Peu connues du grand public et trop souvent assimilées à un outil d’optimisation fiscale, les sociétés captives sont pourtant reconnues par les Risk Managers comme un instrument de financement et de pilotage des risques utile à leur politique de prévention. Cet article se propose de faire un focus sur les captives et sur leur environnement règlementaire.

Captive ? vous avez dit captive ?

Une captive est une société d’assurance ou de réassurance interne, qui a pour but d’optimiser la gestion des risques d’une grande entreprise. En effet, ce dispositif s’adresse à des entités qui comptent de nombreuses filiales et qui se trouvent généralement partout dans le monde pour plusieurs raisons : l’optimisation des flux de trésorerie, une collecte centralisée de l’information, un accès direct au marché de la réassurance ou encore une meilleure compréhension des sinistres. L’important est que si la captive n’est pas nécessairement détenue à 100% par la maison mère, son unique but reste de couvrir uniquement les risques du groupe. Le secteur des captives est l’un des plus dynamiques dans le champ de l’assurance puisqu’elles passent de 100 en 1968 à près de 6700 aujourd’hui dont plus de 120 crées par des entreprises françaises.

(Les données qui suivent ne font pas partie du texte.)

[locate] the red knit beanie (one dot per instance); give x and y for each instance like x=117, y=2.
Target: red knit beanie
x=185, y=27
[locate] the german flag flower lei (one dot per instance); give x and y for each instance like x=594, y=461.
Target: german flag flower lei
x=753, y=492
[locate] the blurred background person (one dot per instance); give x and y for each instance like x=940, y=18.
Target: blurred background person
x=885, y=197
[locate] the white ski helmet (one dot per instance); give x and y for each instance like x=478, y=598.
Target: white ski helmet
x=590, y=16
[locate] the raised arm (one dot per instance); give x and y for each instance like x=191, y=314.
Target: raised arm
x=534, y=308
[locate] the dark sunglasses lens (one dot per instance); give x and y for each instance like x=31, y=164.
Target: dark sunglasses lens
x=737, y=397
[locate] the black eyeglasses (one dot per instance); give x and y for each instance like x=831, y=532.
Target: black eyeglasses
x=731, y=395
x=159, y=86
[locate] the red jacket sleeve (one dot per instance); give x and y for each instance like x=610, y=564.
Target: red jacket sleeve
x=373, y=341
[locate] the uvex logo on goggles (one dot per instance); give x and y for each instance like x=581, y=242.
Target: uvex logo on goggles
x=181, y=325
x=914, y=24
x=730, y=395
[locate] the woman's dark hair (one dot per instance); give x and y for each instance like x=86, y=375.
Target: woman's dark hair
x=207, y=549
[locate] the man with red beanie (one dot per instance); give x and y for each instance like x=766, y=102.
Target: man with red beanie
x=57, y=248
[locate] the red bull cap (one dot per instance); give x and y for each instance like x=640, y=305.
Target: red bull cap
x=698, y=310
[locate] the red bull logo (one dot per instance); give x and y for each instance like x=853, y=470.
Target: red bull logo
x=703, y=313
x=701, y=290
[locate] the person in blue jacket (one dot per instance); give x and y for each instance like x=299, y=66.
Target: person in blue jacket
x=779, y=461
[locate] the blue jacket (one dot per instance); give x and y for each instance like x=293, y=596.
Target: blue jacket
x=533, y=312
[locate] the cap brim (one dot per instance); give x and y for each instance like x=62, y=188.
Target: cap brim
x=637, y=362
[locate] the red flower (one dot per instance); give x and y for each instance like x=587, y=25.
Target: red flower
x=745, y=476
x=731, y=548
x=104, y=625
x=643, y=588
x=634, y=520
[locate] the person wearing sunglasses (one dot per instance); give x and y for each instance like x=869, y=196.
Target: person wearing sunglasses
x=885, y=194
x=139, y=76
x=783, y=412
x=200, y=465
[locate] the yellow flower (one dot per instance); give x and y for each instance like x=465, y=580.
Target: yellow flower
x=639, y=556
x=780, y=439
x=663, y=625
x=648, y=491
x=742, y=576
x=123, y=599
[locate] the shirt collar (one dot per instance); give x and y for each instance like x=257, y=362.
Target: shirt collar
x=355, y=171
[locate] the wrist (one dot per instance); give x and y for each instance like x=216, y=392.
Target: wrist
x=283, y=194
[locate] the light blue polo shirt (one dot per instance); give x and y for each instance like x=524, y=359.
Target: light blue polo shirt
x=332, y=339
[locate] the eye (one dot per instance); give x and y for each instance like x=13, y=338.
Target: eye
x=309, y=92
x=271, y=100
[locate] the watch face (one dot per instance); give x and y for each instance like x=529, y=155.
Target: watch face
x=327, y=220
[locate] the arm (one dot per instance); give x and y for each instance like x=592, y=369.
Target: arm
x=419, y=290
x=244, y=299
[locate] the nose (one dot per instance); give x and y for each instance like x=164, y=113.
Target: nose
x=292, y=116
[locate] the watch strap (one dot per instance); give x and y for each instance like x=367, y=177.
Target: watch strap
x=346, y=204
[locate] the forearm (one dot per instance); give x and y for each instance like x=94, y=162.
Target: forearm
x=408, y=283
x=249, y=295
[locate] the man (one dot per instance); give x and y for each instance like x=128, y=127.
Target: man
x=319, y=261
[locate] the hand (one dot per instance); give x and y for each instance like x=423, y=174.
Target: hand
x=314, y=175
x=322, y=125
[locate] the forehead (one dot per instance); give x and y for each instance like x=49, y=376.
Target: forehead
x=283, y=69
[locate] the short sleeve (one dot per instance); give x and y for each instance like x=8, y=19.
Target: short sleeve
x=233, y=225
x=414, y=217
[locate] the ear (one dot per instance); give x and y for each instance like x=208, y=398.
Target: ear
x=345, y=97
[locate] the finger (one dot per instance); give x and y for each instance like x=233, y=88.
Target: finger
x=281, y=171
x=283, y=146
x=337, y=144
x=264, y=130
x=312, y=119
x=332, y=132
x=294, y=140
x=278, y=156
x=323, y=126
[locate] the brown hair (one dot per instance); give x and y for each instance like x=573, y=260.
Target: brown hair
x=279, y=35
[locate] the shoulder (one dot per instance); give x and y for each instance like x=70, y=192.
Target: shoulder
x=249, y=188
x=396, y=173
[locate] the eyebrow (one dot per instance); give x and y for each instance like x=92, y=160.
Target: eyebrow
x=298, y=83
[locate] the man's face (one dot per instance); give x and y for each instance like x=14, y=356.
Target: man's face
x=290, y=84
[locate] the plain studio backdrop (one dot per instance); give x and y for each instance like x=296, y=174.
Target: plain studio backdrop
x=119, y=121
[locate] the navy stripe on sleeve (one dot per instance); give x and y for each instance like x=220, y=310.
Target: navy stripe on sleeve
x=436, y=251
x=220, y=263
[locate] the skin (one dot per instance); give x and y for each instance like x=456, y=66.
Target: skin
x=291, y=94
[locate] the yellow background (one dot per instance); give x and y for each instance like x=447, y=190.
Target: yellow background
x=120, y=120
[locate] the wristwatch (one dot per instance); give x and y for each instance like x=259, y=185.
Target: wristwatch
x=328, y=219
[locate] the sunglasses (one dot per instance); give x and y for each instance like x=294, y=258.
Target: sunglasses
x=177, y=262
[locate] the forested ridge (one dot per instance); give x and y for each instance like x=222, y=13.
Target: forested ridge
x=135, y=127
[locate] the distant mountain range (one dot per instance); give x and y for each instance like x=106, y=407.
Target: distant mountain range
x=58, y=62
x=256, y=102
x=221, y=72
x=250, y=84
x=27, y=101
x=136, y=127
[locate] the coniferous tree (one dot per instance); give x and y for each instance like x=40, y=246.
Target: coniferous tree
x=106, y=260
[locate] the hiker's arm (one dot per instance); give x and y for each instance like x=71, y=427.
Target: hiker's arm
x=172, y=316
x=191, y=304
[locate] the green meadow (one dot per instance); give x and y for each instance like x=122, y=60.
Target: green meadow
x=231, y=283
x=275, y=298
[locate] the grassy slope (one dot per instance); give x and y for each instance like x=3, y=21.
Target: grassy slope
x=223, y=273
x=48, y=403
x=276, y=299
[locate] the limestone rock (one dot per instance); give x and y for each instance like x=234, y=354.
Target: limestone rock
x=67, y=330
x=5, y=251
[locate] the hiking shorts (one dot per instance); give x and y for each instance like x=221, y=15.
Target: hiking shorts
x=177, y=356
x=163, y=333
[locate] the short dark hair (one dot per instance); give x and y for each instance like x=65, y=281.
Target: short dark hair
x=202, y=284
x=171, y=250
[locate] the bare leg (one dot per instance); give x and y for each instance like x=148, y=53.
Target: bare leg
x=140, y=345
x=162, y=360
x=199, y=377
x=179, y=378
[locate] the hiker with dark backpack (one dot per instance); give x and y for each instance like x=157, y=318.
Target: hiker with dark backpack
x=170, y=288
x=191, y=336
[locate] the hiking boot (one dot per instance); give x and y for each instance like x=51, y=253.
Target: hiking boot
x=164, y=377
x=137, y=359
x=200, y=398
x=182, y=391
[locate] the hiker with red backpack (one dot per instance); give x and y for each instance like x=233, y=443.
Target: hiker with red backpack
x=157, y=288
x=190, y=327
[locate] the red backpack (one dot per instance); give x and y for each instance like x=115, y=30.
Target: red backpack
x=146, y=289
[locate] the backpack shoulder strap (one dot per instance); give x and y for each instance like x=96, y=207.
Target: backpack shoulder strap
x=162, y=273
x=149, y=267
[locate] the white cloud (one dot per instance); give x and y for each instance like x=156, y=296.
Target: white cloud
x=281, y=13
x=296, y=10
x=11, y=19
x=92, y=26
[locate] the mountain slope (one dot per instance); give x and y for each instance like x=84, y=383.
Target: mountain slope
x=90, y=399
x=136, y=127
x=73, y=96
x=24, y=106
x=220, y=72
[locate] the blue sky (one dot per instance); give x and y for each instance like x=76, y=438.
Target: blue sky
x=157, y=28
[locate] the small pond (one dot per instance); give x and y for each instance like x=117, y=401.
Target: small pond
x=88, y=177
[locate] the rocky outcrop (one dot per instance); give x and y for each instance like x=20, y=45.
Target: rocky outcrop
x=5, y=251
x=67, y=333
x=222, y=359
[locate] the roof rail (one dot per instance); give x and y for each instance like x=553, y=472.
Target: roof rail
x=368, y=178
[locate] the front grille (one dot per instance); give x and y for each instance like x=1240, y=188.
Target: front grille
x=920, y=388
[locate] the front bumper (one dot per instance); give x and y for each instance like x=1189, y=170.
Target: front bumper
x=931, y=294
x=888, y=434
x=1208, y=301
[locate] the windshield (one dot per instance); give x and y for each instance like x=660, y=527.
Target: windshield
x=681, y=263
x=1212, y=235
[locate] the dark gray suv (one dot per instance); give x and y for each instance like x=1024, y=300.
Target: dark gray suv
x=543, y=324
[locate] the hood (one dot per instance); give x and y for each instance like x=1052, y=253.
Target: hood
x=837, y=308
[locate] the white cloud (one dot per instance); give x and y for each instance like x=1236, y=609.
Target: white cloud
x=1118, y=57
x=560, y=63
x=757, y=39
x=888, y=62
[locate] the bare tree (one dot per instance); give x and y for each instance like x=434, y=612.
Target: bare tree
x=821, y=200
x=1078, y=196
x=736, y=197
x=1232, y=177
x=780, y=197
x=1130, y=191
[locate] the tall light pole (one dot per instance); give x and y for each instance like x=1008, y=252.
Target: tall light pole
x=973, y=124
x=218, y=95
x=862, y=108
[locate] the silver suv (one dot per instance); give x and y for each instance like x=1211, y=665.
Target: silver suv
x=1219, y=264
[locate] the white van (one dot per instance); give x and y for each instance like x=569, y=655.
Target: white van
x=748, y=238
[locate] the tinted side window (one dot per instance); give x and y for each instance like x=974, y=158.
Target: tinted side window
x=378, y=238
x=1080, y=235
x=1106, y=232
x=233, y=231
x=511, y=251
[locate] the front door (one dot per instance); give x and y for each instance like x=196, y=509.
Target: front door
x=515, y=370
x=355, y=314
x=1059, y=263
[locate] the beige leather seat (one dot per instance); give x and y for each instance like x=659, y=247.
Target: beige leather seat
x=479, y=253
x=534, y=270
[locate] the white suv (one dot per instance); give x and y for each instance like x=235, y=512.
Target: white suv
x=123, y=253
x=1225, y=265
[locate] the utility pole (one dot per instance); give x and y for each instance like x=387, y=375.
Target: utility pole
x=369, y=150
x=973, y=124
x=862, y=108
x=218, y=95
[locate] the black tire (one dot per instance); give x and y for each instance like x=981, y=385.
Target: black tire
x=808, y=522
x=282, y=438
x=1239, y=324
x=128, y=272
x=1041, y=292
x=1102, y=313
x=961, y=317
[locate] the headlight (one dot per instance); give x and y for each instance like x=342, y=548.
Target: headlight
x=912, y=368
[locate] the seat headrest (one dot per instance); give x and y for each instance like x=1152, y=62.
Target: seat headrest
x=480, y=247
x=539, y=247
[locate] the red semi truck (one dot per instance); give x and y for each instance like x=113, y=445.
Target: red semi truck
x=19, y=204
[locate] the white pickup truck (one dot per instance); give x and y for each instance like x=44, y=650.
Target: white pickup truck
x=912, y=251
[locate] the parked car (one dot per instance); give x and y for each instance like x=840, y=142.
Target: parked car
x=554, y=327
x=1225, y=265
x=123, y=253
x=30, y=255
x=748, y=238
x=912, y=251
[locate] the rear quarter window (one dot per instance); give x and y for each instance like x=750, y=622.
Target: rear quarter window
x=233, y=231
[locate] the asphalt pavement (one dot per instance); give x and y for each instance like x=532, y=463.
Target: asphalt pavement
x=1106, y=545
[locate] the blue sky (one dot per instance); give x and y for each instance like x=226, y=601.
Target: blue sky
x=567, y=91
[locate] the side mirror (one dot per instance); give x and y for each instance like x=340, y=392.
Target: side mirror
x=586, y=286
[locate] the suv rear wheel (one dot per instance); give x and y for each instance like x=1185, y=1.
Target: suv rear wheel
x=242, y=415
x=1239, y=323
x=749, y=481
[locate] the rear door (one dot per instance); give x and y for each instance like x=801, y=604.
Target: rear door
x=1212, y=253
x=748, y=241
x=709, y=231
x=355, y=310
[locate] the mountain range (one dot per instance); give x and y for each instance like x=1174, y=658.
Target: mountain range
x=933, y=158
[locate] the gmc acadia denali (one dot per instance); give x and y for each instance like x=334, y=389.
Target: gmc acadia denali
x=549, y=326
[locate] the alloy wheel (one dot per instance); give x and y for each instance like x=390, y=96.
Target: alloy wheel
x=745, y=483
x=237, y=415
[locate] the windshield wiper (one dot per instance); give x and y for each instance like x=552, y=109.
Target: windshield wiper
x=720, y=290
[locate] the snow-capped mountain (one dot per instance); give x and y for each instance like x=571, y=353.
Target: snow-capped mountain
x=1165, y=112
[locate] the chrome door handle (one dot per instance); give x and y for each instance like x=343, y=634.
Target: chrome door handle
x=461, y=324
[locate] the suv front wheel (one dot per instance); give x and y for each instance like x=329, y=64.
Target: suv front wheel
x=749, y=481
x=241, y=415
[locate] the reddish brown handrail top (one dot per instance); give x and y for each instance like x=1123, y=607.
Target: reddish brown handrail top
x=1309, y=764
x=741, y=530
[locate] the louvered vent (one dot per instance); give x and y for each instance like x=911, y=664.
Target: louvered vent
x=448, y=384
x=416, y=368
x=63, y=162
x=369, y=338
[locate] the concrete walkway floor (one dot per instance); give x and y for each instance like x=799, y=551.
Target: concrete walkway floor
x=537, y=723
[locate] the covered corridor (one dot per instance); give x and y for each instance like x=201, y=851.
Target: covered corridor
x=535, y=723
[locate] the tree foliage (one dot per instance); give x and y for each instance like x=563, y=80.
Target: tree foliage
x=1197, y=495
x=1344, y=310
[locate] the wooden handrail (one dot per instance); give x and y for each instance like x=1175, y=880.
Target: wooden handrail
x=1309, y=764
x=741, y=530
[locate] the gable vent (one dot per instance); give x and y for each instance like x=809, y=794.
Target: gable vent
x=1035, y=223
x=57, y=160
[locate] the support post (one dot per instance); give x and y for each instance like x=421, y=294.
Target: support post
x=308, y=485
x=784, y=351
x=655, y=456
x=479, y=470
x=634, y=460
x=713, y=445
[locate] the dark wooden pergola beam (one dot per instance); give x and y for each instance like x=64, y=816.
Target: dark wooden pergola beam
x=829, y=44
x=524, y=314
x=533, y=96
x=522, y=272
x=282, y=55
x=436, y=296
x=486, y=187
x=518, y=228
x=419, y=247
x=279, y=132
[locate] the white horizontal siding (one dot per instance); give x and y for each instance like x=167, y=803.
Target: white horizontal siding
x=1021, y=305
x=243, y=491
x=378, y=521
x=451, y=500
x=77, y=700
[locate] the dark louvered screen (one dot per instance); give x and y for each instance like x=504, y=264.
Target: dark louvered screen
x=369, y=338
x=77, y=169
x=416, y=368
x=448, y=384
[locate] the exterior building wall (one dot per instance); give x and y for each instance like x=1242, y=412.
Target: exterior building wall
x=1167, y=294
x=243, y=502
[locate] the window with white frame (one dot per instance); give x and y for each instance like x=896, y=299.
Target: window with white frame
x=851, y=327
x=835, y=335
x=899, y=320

D’un point de vu assuranciel, cet outil permet à l’entreprise de conserver et de mutualiser des fonds afin de financer des risques propres à son cœur de métier. Ainsi les captives répondent à un besoin de protection du bilan. Concrètement, une multinationale avec de nombreuses filiales de taille petite ou moyenne va pouvoir dans son bilan faire baisser les coûts des assurances avec la création d’une captive. Sans ce dispositif l’entreprise serait obligée de souscrire un contrat d’assurance au niveau du groupe, qui serait trop cher puisqu’il ne tiendrait pas compte des spécificités locales en imposant une franchise identique à l’ensemble des filiales. La captive peut, quant à elle, faire baisser localement la franchise en en prenant une partie à sa charge. Elle est également un bon outil de réassurance puisque certains risques qui représentent un impact financier important ne peuvent pas nécessairement être transférés au marché de l’assurance classique.

Les captives sont particulièrement intéressantes pour les entreprises dont une partie de la sinistralité est certaine et récurrente, dans la mesure où elles permettent de prendre en charge les petits sinistres et de couvrir ces risques à faible coût, en évitant le chargement et les frais appliqués par les assureurs du marché. De fait, les expositions les plus attractives pour l’intervention des captives sont les risques de faible fréquence et la rétention de tout ou une partie des risques de faible amplitude, parce qu’ils sont prévisibles sans pour autant avoir besoin d’un apport financier important (ex : dommages aux biens, flottes automobiles, transports…).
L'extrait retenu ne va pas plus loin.